Open nealmcb opened 7 years ago
I think I have a formula, but it needs another set of eyes. I'm starting with something I derived from Equation 10 in Stark's "Super Simple Simultaneous..." paper, namely, that (looking only at 1- and 2-vote overstatements, ignoring understatements) the stopping size N after looking at K ballotsis:
the minimum N such that N >= A + B x + C y
where x is the number of 2-vote overstatements found in the K ballots, y is the number of one-vote overstatements, and A, B and C are positive constants depending only on gamma, the risk limit and the diluted margin.
Suppose the above analysis is valid (which needs a second pair of eyes, please!). If we assume further that overstatements appear at the same rate in the rest of the sample, then after looking at M ballots (M>K) we will have a stopping size of:
the minimum N such that N >= A + BMx/K + CMy/K
We expect the audit to finish when we've counted M ballots and M is greater than the stopping size calculated after M ballots. In other words:
M ( 1 - Bx/K - Cy/K ) >= A.
If the quantity in parentheses is strictly positive, we can divide both sides to get M, which is the stopping size (assuming errors continue at the observed rate). If the quantity in parentheses is zero or strictly negative, then we might as well go to a hand count.
Better formula, including understatements.
From https://www.stat.berkeley.edu/~stark/Java/Html/auditTools.htm
stopping sample size = -2g(log(a) + o1log(1-1/(2g)) + o2log(1 - 1/g) + u1log(1+1/(2g)) + u2log(1+1/g)) / m)
There's an extra close paren in this formula, and I think it's at the end. I think the formula is actually
stopping sample size = -2g(log(a) + o1log(1-1/(2g)) + o2log(1 - 1/g) + u1log(1+1/(2g)) + u2log(1+1/g)) / m) =(-2 g / m) * [ log(a) + o1log(1-1/(2g)) + o2log(1 - 1/g) + u1log(1+1/(2g)) + u2log(1+1/g) ]

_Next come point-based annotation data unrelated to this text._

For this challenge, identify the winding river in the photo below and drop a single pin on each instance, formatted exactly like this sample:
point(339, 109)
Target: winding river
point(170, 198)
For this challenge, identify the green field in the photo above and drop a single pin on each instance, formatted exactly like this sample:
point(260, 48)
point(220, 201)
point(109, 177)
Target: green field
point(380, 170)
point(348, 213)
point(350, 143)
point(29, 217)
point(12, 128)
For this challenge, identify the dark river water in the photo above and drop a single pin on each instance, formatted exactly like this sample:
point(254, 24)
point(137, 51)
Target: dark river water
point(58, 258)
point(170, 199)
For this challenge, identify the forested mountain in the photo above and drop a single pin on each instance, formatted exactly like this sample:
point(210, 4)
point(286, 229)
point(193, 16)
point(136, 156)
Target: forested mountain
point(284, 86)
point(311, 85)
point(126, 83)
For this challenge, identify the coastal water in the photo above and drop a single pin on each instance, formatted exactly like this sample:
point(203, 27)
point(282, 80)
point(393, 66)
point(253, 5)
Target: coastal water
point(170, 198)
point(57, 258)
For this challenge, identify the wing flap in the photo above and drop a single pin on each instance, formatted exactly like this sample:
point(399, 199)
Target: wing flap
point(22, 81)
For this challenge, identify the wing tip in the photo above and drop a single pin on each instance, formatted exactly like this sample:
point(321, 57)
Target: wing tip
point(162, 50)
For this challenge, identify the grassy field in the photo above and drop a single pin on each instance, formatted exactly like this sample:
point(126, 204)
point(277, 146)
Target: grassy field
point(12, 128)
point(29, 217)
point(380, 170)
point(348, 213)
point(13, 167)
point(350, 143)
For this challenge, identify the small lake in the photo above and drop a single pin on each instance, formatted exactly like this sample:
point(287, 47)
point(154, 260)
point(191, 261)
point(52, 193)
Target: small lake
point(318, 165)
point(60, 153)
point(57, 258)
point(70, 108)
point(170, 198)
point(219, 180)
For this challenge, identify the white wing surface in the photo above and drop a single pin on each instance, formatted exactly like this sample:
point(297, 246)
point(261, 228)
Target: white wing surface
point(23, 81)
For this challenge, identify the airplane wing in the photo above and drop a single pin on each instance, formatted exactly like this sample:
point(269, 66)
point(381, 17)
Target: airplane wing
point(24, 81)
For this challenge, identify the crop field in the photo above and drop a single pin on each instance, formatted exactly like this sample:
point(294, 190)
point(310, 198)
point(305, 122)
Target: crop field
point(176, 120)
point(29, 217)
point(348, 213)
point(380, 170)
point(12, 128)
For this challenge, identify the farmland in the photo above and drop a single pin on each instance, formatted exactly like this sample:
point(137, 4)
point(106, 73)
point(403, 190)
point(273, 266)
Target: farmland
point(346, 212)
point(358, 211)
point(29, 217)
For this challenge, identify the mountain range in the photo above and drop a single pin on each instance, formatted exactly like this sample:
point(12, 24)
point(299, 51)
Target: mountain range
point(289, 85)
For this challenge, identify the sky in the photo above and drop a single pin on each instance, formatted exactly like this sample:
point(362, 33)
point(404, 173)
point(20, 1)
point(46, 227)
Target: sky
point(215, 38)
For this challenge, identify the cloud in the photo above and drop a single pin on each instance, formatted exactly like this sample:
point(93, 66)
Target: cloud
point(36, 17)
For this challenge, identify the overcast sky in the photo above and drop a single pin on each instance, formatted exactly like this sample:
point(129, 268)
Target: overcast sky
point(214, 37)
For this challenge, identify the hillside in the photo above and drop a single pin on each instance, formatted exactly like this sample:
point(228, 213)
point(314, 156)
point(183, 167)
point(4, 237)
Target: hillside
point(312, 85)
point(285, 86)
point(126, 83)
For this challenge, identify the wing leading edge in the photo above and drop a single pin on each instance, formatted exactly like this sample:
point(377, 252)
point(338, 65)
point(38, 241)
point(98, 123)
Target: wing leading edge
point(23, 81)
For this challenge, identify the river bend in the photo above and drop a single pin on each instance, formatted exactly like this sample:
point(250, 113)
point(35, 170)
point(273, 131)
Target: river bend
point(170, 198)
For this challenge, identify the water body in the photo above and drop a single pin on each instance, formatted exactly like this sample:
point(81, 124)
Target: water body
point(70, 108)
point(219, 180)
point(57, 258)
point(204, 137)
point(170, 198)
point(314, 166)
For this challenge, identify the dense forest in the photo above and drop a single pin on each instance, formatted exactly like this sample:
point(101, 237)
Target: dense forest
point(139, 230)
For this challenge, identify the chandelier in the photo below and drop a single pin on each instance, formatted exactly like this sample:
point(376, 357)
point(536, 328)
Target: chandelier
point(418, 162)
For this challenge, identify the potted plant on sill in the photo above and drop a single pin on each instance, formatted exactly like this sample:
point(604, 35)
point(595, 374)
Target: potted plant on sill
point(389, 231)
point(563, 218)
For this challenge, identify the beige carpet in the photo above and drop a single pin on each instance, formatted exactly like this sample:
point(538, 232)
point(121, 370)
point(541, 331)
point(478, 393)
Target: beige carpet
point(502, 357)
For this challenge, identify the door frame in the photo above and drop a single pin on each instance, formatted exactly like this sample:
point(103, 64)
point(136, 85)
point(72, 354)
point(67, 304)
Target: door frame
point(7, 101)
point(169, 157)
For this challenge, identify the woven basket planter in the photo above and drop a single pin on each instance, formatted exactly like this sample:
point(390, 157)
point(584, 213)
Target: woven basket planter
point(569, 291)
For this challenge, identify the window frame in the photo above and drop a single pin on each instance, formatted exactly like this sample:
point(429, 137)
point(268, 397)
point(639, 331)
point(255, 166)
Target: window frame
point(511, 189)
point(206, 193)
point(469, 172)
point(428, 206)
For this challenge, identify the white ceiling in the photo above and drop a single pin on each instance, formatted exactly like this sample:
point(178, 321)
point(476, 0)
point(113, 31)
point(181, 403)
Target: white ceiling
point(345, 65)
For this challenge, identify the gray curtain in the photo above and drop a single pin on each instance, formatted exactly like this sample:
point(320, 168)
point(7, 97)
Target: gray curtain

m = diluted margin, g = "gamma" = error inflation factor from "Super-Simple Simultaneous…"
log is natural log.
Set: A := (-2g/m ) log(a) B := (-2g/m ) ( log(1-1/(2g)) ) C := (-2g/m ) ( log(1 - 1/g) ) D := (-2g/m ) ( log(1+1/(2g)) ) E := (-2g/m ) * ( log(1+1/g) )
In this language, the stopping size after K ballots is the minimum N such that
N >= A + B o1 + C o2 + D u1 + Eu2
If we assume further that overstatements appear at the same rate in the rest of the sample, then after looking at M ballots (M>K) we will have a stopping size of:
the minimum N such that N > A + (B M o1 )/K + (C M o2)/K + (D M u1)/K + (E M u2)/K
We expect the audit to finish when we've counted M ballots and M is greater than the stopping size calculated after M ballots. In other words:
Edited (there were extra Ms, now removed): M ( 1 - (B o1 )/K - (C o2)/K - (D u1)/K - (E u2)/K) >= A.
If the quantity in parentheses is strictly positive, we can divide both sides to get M, which is the stopping size (assuming errors continue at the observed rate). If the quantity in parentheses is zero or strictly negative, then we might as well go to a hand count.
Per 9/20 phone conversation with Phil Stark, the formula above was meant for a demo website, not necessarily as a reference. It works when the error rate is low (compared to what?). Maybe that's OK in the current case, since presumably large error rates will lead fairly soon to a full hand count.
And, as Phil pointed out, the end goal of the audit depends only on the risk level calculation, not the stopping size estimate. The stopping size estimate is important for determining round size, so the cost of a "bad" stopping size estimate will be paid either in extra rounds or in too many ballots in a round. But the integrity of the audit will not be affected.
Yes, of course. But it’d still be good to get as reasonable an estimate as we can... I think your other formula was interesting in that respect. It’s not at all clear how well what we’re using behaves in that respect, and I’m not even really sure how to evaluate that. (some sort of simulation in which we repeatedly run audits with some randomness in the data with various error rates and measure how accurate the round 2 stopping sizes are, perhaps?)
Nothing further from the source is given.